2022-03-16 07:00:23 | 国際・政治
■臨時防衛情報-ウクライナ情勢
 ウクライナ軍の徹底抗戦ぶりは各国の支援があるとはいえ物凄いものがあり、実際驚かされてばかり、日露戦争も各国はこのように日本を見守ったのでしょうか。

 シリア軍が何故市街戦で市街地にT-72戦車を突入させてほぼ全車が小破か中破程度で戻れるのかが昔は謎でした、ロシア軍はチェチェン戦争で首都グロズヌイに戦車部隊を突縫うさせ装甲車や自走砲など100両を短期間で喪失した事例がありますし、2000年代におけるアメリカのイラク治安作戦を見ますと戦車よりは歩兵戦闘が市街戦の肝要となっていた。

 ロシア軍はシリアからの義勇兵を募集しているという、シリア内戦の長期化により深刻な景気後退に陥っているシリアでは月給邦貨換算13万円という、要するに13万ルーブルか、収入はリビア内戦での傭兵よりも報酬が高く、ロシアとしては市街戦で経験を積んだシリア兵に期待している所が多いのでしょう。しかしロシアが思う短期決戦は、できません。

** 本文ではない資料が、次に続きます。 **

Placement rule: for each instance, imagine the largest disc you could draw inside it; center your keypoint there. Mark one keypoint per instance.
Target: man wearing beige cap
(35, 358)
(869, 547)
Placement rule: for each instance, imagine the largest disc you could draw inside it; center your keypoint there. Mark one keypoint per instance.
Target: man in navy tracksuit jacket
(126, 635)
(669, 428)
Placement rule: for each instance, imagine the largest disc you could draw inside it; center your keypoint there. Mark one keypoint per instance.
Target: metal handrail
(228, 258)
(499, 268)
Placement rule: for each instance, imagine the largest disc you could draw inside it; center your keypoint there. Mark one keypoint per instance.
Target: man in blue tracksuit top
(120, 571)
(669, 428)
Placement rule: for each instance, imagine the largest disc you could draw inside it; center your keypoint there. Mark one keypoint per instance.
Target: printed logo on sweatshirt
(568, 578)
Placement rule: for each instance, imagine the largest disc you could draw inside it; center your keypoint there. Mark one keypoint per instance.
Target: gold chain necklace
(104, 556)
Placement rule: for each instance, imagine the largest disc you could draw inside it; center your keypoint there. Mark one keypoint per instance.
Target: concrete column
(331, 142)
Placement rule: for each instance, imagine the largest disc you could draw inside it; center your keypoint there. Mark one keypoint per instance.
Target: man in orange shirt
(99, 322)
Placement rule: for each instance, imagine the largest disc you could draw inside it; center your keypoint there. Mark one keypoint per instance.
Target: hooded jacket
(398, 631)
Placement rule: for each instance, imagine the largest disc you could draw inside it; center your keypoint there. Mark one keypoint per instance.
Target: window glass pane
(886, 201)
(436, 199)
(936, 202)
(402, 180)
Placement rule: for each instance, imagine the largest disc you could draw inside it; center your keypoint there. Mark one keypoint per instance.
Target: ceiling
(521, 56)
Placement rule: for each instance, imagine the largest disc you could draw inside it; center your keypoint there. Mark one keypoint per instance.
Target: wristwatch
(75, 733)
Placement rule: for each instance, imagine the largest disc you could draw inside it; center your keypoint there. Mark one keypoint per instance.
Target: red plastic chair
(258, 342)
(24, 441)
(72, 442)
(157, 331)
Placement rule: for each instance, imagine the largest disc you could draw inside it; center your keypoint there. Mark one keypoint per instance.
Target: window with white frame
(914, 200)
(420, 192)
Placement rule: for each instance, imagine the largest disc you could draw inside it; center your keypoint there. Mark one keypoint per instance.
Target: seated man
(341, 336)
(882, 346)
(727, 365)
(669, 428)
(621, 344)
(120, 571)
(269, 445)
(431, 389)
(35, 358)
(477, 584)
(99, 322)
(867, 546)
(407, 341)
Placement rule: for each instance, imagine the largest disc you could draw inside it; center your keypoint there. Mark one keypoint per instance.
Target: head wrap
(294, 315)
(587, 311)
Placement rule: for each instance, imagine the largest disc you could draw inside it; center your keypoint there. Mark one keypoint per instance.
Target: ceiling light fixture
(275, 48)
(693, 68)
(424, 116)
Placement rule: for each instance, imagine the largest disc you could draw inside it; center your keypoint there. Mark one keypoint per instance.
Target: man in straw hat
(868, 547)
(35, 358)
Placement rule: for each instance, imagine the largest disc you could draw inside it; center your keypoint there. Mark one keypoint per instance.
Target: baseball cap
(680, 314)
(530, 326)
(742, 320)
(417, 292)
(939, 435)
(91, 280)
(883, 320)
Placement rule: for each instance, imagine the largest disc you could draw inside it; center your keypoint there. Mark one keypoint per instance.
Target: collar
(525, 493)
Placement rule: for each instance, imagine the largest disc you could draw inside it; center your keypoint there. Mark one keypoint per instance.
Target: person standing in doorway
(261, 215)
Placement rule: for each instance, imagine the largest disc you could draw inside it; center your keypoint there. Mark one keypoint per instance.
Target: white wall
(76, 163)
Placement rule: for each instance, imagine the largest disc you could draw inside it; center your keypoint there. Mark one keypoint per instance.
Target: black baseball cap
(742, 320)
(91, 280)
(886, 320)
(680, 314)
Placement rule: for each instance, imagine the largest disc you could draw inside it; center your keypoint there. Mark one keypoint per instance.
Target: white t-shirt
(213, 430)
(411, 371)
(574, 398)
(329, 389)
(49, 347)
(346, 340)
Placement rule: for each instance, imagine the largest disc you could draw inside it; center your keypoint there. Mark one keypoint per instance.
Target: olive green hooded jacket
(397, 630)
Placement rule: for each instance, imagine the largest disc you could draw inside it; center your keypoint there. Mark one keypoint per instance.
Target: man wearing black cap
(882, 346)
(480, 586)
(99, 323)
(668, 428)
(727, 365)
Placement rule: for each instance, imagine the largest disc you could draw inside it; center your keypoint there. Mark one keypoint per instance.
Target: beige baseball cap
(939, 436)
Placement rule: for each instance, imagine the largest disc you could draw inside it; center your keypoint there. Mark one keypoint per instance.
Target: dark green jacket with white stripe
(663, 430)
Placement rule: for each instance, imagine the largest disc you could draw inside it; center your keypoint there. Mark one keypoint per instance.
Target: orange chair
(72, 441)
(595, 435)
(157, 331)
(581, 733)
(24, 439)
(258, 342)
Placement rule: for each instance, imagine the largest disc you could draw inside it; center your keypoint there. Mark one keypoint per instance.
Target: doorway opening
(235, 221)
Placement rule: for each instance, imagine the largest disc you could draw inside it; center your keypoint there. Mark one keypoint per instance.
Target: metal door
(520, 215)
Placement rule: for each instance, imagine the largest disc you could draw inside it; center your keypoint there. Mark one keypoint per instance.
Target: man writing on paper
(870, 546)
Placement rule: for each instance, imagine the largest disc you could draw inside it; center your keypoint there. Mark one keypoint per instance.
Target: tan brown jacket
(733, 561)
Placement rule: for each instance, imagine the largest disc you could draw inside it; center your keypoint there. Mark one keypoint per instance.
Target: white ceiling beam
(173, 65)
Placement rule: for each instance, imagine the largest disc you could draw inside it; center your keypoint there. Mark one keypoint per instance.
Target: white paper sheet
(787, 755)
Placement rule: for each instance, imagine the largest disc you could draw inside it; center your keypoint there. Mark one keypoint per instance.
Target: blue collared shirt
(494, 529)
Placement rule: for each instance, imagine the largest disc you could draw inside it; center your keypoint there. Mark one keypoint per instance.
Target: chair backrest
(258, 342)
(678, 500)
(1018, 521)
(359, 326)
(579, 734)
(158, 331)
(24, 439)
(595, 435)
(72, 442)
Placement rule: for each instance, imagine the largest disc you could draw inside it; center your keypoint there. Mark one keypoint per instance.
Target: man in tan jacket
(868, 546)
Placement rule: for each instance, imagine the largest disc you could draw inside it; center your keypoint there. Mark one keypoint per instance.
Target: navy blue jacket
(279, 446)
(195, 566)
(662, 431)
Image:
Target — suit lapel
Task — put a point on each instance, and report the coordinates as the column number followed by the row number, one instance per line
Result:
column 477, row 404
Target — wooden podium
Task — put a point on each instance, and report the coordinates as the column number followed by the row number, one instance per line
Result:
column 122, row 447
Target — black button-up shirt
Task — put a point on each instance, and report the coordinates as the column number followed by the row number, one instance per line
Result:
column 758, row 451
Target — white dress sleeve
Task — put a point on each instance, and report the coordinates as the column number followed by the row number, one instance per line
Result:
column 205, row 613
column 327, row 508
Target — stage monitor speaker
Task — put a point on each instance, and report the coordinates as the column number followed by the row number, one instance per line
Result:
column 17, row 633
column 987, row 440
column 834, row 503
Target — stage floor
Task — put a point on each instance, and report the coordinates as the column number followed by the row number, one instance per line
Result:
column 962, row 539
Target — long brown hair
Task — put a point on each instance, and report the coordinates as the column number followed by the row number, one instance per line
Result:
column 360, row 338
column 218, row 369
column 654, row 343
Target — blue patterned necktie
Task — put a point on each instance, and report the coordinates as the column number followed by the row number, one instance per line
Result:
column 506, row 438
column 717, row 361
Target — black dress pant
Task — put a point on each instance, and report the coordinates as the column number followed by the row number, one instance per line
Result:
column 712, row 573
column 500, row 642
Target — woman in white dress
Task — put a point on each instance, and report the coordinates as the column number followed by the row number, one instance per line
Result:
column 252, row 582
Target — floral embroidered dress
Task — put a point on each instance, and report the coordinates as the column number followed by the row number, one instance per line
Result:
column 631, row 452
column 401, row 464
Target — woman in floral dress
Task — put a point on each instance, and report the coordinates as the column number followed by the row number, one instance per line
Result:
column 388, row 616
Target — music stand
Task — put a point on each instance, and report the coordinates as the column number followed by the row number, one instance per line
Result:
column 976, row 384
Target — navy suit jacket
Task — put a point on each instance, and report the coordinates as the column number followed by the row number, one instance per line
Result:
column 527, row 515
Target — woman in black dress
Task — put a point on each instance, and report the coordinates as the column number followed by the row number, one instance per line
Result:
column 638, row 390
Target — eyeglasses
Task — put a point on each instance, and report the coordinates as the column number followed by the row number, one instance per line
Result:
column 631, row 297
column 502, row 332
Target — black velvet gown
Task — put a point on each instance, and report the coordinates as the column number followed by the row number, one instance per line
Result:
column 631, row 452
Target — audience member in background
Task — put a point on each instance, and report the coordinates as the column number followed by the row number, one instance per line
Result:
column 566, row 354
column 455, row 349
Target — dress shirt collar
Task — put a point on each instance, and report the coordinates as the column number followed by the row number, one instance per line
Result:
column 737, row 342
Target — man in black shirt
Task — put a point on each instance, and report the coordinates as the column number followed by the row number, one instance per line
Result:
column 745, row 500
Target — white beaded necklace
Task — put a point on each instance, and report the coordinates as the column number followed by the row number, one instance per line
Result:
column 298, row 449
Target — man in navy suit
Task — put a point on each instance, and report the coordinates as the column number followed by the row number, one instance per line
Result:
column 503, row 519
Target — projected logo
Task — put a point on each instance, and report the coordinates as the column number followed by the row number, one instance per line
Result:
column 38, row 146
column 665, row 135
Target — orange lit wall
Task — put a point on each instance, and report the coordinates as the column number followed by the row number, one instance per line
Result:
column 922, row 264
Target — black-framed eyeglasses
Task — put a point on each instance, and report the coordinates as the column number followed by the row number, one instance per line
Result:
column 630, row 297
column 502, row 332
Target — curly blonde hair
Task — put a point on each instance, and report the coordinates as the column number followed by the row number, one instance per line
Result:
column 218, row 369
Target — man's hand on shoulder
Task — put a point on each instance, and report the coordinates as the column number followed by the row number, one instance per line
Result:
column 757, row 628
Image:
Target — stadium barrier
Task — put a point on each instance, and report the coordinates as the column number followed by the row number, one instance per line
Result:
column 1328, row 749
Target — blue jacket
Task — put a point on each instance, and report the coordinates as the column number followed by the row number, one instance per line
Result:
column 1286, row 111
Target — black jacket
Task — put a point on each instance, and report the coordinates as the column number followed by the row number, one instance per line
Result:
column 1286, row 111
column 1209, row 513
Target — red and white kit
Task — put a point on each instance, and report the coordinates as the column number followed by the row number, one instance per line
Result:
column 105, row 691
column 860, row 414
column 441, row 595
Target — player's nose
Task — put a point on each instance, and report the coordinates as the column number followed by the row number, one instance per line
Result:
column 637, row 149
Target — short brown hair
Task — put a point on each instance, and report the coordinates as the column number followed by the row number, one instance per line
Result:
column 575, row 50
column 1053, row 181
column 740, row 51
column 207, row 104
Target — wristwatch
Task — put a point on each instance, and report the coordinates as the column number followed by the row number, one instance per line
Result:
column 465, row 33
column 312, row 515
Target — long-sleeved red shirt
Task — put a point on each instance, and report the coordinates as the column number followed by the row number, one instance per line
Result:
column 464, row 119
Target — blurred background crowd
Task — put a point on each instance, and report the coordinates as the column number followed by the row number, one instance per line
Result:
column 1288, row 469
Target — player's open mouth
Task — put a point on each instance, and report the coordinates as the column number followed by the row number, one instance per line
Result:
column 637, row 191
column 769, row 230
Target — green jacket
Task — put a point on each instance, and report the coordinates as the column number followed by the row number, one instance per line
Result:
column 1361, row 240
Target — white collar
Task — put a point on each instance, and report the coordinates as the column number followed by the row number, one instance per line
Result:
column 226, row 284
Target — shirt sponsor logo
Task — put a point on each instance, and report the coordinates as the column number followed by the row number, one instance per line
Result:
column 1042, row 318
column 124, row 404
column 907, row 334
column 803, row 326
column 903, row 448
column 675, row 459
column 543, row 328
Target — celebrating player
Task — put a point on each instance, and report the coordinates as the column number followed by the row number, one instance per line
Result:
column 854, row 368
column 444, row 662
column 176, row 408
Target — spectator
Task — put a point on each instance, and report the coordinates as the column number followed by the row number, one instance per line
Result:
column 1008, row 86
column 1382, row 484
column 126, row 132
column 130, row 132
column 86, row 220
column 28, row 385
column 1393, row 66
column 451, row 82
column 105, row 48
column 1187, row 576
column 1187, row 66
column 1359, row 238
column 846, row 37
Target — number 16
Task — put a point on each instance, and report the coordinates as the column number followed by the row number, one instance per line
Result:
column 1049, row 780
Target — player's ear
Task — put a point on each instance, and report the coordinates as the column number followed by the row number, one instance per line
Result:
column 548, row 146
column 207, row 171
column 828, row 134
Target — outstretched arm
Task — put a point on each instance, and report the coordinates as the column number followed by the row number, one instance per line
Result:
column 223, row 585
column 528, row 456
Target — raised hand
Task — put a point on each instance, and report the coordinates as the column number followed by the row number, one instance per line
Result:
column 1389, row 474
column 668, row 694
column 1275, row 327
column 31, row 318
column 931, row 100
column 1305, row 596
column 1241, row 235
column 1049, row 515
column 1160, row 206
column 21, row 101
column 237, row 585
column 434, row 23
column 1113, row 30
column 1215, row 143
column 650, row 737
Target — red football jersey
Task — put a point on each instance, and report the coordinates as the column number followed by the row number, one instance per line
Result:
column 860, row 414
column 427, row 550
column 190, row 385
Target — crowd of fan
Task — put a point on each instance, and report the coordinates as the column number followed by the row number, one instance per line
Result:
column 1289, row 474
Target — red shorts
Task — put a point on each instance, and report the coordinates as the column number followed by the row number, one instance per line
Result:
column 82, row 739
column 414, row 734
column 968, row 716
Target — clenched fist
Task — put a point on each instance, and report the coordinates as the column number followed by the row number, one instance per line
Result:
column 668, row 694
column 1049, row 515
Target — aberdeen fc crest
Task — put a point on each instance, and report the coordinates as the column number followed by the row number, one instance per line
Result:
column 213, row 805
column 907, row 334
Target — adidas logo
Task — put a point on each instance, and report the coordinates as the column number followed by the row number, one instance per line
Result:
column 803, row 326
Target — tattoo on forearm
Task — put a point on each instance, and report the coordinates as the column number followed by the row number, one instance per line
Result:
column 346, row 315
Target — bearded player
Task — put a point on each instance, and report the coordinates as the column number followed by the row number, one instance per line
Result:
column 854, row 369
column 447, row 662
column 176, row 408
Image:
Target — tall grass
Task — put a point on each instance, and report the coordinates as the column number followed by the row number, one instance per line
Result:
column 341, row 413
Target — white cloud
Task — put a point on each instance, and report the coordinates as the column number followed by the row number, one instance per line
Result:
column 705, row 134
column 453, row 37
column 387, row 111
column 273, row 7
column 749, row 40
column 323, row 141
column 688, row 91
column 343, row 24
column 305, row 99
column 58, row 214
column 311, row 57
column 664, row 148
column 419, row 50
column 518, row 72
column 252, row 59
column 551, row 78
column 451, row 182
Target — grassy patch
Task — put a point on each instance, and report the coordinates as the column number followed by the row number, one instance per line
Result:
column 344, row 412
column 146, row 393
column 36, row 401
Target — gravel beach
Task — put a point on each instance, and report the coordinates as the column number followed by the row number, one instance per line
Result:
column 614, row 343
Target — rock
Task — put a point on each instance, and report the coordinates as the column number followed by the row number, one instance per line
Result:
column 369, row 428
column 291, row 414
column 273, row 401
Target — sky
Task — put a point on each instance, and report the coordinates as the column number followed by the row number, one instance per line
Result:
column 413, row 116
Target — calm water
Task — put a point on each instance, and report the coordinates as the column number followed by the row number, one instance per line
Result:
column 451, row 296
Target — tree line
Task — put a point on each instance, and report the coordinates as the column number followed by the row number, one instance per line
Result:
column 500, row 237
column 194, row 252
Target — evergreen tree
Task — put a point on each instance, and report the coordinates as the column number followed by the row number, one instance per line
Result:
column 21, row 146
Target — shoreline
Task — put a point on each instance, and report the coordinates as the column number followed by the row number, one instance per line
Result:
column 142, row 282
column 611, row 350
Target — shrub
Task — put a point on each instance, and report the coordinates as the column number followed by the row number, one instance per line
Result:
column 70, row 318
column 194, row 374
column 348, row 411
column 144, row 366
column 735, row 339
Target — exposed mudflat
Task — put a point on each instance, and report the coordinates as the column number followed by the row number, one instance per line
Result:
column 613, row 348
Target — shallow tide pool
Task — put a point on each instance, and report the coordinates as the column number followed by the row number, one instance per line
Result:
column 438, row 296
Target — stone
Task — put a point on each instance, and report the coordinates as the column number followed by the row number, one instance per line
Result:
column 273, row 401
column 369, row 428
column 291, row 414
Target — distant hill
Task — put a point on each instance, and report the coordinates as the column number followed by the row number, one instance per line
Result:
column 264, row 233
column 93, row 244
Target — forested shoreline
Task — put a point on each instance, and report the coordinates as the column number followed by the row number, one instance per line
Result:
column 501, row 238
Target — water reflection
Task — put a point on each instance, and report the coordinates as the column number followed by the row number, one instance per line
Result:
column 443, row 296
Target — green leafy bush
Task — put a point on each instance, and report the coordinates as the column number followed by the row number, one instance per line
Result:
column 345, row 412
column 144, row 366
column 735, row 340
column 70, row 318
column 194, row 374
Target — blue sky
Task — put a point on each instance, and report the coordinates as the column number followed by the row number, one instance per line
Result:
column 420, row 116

 BCT大隊戦闘群、ロシア軍の作戦基本単位であるBCTは800名規模の諸兵科連合部隊に歩兵が200名程度しかおらず、歩兵不足が深刻という状況もあるのでしょう、なにしろBCTは歩兵大隊と戦車大隊を支援する為に砲兵大隊とロケット砲兵中隊が置かれているのだから、人員が大量に必要となる市街戦にはこの歩兵では不足ですし、工兵隊も全く足りない。

 T-72戦車はシリア軍が大量に保有していて、故障した分をロシアの軍事援助により補填されていますが、ミサイルに対しての脆弱性が高いのはウクライナでの改良型T-90の苦戦を見れば理解できるでしょう、しかし、シリア軍は戦車を単体で突入させているようにみえて、市街戦の機動部隊として戦車を活用しているだけなのですね、どういうことなのか。

 歩兵が市街地の各所に監視所、無線機と地図と双眼鏡に携帯火器、そして食料と水を充分、こうした規模の部隊を配置し、市街地におけるシリア民主軍の動向を多数の監視網で網羅している。もちろん監視所と共に、戦車部隊よりも前方に都市部の頑丈な建物にはシリア軍歩兵部隊が展開していまして、可能な限り路上を移動せず建物同士を穴で結び移動する。

 陣取りのように少しづつ前進する。第一段階は歩兵部隊が十字路などに無防備に前進して適当に建物に射撃、すると応戦されどの方角の為物に敵が展開しているかを地図上に記す、大きな反撃が有れば砲兵を使うが、基本は戦車と随伴歩兵が前進する。この前進するのは前述の監視所を増設する為、占拠した建物を増やす為、時間は掛かりますが堅実ですね。

 戦車の前に歩兵を置くのは禁忌です、主砲の爆風や音速で飛散する装弾筒は重機関銃弾並に危険だからです、が、それは開けた地形の話であり、頑丈なコンクリート建築物に隠れて耳を塞いでいれば装弾筒や爆風はそれ程危険ではありません、そして戦車を支援する随伴歩兵は戦車の真後ろに待機し、戦車が射撃後の十秒間で土煙に隠れて前進すれば良い。

 建物を歩兵が占拠しますとシリア軍は街路の左右を幾つもの紐で結び、布や網で暗幕の様に垂らして対戦車火器が飛翔できない様にします。遮蔽物を避け至近距離で戦車を狙うとRPG擲弾などは最低射程内で炸裂さえしません。こうして陣取りの様に市街地の占領を広げてゆく。だからこそシリア内戦は長期化していますが国軍が損耗する事も避けられます。

 シリア軍は市街戦で強い、これは事実なのですが、ロシア軍は規格外の経済制裁により消耗していますので短期決戦を望んでいます。するとシリア軍が市街戦で長年蓄積した戦術は時間がかかるものですので、ロシア軍が意図した通りの作戦には向かないのかもしれません。短期決戦を望めば人的被害は増大します、傭兵とはいえ忍耐に限度はあるでしょう。